Amazon (NASDAQ:AMZN) and Alphabet (NASDAQ:GOOGL) are heavily investing in artificial intelligence, with plans to spend close to $400 billion this year on data center expansion. Despite some market skepticism, these investments are focused on cloud computing segments that are showing strong growth, positioning both companies as leaders in the AI space.
Amazon’s AWS division continues to drive profits and is experiencing a 24% annual sales growth, signaling strong enterprise demand for AI services. Additionally, Amazon’s venture into custom silicon production is boosting margins and reducing reliance on external suppliers like Nvidia.
Alphabet, once criticized as an AI laggard, has now emerged as a top AI franchise with Google Cloud growing at a rapid 48% annual rate. The company’s custom Tensor Processing Units are enhancing efficiency and profitability, setting it apart from competitors.

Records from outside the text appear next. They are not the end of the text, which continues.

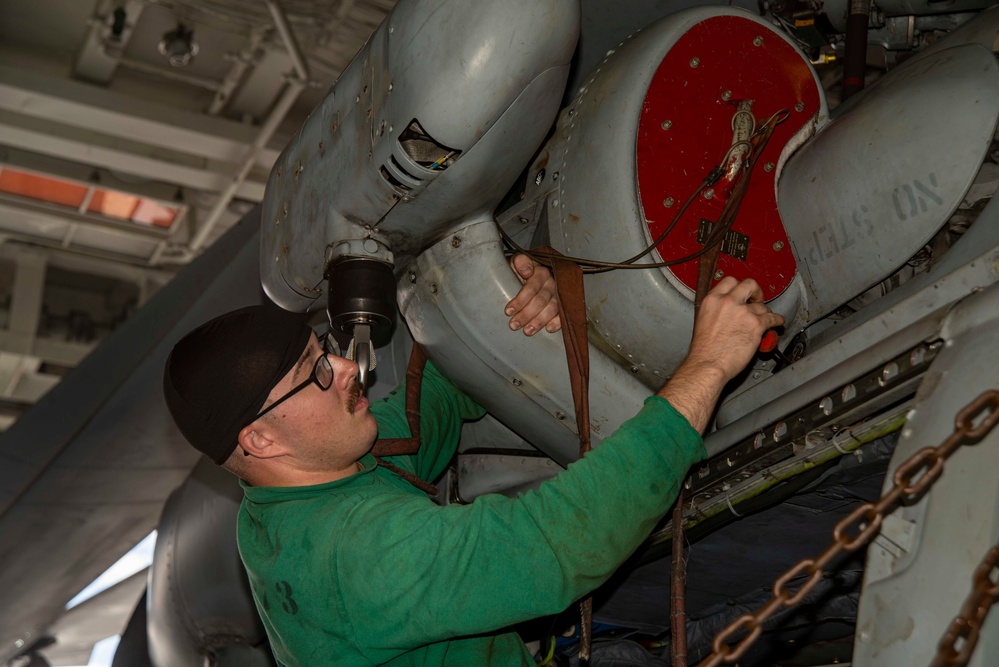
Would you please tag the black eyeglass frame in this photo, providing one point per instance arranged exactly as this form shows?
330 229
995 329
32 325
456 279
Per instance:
323 360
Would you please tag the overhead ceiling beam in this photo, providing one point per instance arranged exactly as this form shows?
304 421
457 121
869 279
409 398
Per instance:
88 153
90 108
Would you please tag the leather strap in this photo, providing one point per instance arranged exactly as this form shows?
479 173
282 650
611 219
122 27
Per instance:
572 312
414 385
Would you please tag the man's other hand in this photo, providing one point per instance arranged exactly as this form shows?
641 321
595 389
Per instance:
727 332
536 305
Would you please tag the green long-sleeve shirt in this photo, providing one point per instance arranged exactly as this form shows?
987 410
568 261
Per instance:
367 570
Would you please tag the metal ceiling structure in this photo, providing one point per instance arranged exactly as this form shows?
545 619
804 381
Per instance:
117 170
175 104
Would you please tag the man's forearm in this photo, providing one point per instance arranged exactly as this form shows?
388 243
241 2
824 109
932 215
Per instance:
693 391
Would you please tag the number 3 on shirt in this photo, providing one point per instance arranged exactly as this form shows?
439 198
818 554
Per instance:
288 602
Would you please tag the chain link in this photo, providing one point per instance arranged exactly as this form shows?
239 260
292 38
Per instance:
911 481
959 642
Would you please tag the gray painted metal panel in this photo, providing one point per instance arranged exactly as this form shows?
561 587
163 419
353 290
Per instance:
481 78
876 184
198 590
453 300
81 481
919 570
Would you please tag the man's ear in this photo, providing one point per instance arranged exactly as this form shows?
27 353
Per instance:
257 441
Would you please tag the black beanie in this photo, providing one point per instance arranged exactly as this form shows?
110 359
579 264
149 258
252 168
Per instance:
219 375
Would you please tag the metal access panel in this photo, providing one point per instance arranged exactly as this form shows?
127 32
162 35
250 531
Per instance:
430 124
686 129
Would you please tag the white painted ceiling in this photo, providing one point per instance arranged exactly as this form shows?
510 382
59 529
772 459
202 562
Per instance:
95 102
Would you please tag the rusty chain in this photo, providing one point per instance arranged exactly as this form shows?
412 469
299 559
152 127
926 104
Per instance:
959 642
911 480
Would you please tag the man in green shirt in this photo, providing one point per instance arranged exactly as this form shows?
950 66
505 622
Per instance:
350 564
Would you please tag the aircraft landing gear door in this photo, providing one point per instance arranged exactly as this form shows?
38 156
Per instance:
920 567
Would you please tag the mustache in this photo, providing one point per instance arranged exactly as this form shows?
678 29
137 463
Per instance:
353 394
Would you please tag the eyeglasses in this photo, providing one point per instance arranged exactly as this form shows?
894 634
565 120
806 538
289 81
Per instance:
322 375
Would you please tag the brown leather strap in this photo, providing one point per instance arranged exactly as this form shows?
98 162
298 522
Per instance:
572 313
426 487
410 445
414 385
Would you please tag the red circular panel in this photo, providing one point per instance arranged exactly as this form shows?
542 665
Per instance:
686 130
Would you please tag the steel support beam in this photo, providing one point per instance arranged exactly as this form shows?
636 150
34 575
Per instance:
113 114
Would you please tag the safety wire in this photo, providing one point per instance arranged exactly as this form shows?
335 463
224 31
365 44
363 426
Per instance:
764 131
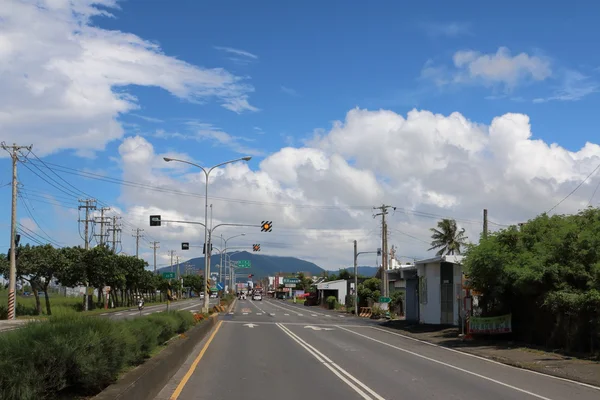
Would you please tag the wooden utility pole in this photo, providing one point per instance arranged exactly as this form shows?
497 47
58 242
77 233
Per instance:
485 229
12 275
88 205
155 246
137 237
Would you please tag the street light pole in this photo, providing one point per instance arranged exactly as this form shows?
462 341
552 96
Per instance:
206 242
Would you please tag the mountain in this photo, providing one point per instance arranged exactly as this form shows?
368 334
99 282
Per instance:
261 265
369 272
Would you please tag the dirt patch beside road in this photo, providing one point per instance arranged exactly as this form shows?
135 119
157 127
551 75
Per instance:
580 369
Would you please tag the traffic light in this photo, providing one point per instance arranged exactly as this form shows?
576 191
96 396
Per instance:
204 248
155 220
266 226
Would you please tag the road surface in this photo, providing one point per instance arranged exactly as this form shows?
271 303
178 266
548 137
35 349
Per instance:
273 349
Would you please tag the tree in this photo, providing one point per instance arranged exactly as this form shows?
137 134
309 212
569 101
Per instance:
447 238
546 275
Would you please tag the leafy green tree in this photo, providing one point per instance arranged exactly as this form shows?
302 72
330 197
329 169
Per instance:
195 282
447 238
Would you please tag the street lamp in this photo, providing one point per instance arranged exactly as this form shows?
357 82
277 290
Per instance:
225 247
206 174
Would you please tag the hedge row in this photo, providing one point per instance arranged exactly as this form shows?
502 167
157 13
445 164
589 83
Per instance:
79 356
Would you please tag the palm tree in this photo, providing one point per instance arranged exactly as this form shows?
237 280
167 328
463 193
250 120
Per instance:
447 238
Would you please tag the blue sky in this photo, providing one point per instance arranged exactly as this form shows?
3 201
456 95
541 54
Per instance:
303 65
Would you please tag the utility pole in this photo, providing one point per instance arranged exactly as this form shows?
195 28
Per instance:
114 229
90 204
137 237
172 254
355 278
12 277
485 223
102 220
384 258
154 247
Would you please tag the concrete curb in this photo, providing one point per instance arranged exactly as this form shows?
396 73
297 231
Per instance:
147 380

Both Amazon and Alphabet are not just infrastructure providers but also applied AI leaders, making them attractive long-term investment opportunities amidst their strong financial positions and expanding competitive advantages.

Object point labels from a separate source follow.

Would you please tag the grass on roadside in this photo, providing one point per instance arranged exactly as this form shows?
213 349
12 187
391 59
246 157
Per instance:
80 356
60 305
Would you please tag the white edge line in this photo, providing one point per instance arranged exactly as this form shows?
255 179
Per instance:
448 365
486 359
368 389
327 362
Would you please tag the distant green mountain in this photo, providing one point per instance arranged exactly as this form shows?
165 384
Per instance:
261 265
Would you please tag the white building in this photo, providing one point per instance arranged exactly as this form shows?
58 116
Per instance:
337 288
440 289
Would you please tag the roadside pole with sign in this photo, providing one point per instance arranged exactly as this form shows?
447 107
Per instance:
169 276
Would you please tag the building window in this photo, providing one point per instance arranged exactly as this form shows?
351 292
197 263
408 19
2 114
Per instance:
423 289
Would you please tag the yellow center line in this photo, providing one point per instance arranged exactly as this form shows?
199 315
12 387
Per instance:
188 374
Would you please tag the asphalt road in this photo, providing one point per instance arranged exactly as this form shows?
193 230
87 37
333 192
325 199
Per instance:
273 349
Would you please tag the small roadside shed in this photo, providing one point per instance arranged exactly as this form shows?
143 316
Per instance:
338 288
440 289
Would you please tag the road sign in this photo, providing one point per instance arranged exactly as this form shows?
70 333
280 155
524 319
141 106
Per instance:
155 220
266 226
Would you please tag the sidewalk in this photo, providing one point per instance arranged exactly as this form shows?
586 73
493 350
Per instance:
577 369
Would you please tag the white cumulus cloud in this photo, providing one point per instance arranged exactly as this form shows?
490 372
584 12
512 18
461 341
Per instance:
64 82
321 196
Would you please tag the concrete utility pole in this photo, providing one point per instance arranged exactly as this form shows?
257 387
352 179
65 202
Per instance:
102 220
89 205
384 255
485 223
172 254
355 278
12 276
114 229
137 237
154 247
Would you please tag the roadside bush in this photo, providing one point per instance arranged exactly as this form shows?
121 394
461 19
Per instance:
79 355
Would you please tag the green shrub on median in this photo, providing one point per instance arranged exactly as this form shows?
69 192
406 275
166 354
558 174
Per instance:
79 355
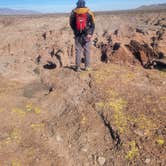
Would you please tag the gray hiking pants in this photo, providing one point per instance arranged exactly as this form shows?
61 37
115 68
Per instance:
82 47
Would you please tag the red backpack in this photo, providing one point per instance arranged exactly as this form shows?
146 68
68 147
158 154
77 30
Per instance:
81 22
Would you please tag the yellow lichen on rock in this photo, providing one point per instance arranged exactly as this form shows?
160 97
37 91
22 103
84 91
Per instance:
160 141
19 111
37 110
144 123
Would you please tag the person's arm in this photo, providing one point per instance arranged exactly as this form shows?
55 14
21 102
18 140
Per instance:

Can Amazon Stock Rally Again by Scaling AI Capabilities
Amazon’s AWS division remains a cash cow and a key player in the global AI ecosystem. With a profitable business model and a growing custom silicon venture, Amazon is in a strong position to leverage AI capabilities for further growth.

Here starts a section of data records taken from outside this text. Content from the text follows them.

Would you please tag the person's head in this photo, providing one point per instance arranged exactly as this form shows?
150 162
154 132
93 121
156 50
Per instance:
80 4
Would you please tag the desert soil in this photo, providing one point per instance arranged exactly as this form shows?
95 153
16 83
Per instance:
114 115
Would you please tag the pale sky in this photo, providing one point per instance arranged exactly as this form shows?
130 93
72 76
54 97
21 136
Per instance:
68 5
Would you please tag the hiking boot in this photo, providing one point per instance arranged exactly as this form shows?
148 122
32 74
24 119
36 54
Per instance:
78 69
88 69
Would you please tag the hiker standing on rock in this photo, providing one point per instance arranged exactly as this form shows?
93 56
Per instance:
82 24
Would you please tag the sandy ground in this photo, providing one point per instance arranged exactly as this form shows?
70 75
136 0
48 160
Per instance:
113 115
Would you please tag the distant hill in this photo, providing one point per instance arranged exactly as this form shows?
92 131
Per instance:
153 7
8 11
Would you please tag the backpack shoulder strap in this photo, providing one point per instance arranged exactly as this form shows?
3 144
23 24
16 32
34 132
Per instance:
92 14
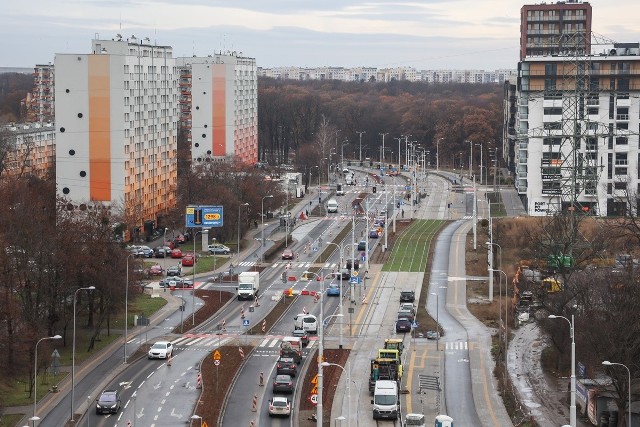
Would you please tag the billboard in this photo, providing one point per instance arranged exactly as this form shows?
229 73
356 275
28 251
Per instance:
204 216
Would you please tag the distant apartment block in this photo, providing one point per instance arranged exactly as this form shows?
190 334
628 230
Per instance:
219 107
116 118
365 74
560 28
31 149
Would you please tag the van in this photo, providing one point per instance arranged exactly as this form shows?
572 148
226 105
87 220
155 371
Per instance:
386 403
332 206
306 322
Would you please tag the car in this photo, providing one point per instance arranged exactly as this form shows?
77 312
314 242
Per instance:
403 325
283 384
279 405
409 314
108 402
156 270
306 322
302 334
161 350
407 296
218 249
174 270
286 365
433 335
287 254
333 290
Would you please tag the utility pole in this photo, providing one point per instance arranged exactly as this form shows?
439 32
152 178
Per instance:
360 132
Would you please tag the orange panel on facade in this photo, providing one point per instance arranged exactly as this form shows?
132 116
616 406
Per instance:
219 119
99 129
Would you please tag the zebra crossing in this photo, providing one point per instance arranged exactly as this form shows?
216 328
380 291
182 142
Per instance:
457 345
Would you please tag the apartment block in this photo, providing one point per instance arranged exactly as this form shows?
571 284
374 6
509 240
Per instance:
219 107
577 119
31 149
116 118
562 28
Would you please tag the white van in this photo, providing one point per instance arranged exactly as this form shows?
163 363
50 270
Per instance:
332 206
306 322
386 402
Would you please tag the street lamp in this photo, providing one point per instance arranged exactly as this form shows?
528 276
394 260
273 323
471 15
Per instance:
270 196
239 206
73 349
607 363
35 374
348 372
126 313
572 408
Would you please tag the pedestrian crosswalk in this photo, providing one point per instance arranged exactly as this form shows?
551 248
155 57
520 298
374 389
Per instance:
457 345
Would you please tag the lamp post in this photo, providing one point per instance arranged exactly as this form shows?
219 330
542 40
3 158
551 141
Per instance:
35 375
239 206
360 132
348 372
73 349
607 363
572 408
126 313
270 196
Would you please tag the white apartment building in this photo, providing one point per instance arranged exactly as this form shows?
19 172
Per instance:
604 155
219 107
116 115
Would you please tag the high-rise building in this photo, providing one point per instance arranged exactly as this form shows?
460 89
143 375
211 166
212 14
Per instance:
562 28
219 107
116 118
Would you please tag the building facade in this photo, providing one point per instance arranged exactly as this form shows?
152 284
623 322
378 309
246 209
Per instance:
219 107
577 125
116 118
560 28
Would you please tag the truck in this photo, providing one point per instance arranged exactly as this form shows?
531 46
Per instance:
386 402
248 285
384 369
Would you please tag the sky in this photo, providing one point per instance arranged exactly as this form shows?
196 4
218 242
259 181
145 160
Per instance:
423 34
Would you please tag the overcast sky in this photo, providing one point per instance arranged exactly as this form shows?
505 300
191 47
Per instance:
424 34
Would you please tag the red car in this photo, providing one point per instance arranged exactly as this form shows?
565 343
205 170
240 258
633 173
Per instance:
287 254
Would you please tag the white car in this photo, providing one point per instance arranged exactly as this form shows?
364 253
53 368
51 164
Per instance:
279 406
161 350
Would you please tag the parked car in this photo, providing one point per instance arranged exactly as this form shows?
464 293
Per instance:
156 270
174 270
108 402
302 334
218 249
279 405
287 254
407 296
286 365
333 290
161 350
283 384
403 325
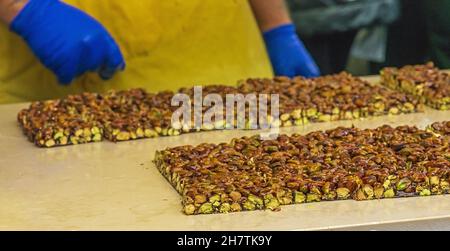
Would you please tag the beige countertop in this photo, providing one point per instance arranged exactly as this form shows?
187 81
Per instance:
116 186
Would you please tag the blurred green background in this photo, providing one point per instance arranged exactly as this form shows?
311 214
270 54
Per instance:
362 36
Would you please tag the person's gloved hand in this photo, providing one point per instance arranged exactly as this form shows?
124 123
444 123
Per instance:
67 41
287 53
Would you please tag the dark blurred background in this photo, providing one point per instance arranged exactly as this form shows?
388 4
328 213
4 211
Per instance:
362 36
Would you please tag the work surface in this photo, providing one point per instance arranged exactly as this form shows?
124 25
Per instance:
116 186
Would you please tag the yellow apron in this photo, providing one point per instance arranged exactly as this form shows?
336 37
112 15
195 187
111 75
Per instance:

Alphabet Shares Continues to Gain Amid Flip to AI Leader
Alphabet has transitioned from an AI follower to a clear leader, with Google Cloud’s impressive growth and strategic focus on custom hardware for AI workloads. The company’s financial strength and self-financing ability set it apart in the AI landscape.
Should Investors Buy Shares in AMZN and GOOGL?
Both Amazon and Alphabet are well-positioned to capitalize on the AI trend, with strong fundamentals, profitable cloud platforms, and robust demand for AI services. Investors looking for long-term opportunities in large-cap technology may find Amazon and Alphabet compelling choices in the evolving AI market.